January 3rd, 2010 No comments

As a 2010 gift to myself I purchased a one month subscription at last.fm. My original intent was to see the historical information presented in their “Playground” and get a sense of my listening habit over the last seven years I have been with last.fm.

I paid my $3USD one-time fee for a months access and immediately downloaded my “Tag Tube”.

It looked neat on the surface, but I was a little disappointed to see what it only went back as far as April 2008. Still, there are ebbs and flows with my listening habits and this map does a good job of representing that. See the last twenty months of my last.fm tags in Underground Tube format here.

There is not much to glean from this, but it looks like the tagging system is a little off because Matthew Good appears under “Alternative Rock” and “Canadian”. Both are accurate tags but I feel that if they had went with one over the other then MG would have had a more consistent presence in my Tubes.

Otherwise the information is pretty accurate.

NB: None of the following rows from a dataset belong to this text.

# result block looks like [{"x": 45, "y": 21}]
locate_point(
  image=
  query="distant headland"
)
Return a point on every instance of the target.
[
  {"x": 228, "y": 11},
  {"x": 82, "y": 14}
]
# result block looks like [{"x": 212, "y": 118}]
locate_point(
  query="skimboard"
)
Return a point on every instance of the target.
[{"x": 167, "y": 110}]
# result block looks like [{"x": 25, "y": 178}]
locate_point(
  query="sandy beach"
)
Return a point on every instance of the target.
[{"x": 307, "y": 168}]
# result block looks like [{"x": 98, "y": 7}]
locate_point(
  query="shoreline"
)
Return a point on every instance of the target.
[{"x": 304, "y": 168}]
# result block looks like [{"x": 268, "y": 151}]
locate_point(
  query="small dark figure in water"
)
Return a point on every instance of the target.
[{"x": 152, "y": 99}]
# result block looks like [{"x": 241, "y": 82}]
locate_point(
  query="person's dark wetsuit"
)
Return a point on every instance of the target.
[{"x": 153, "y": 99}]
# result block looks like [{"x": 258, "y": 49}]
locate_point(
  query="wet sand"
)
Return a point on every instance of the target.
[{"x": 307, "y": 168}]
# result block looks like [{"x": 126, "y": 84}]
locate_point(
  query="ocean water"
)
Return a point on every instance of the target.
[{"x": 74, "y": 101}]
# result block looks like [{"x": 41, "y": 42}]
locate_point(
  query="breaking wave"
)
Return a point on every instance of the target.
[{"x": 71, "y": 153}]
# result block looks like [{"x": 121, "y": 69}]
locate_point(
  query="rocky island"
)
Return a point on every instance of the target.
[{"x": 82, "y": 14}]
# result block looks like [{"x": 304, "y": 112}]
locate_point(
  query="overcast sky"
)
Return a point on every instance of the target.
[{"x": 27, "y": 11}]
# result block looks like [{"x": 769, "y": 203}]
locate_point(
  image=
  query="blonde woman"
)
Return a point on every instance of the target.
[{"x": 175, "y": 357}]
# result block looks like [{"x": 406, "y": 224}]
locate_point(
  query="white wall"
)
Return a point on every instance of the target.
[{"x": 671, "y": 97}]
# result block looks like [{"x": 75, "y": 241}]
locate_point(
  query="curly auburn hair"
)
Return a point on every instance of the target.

The White Stripes usually dominated my listening in any given month, but there were occasional binges with soundtrack scores (as “My Aught Nine Numerical Review” showed). I will investigate the other features of being a Last.fm subscriber, and since listening to their radio does not interest me, I will see if this was a worth while purchase. If not, then I may consider buying again in another 12 months to see how my Tube Tags look.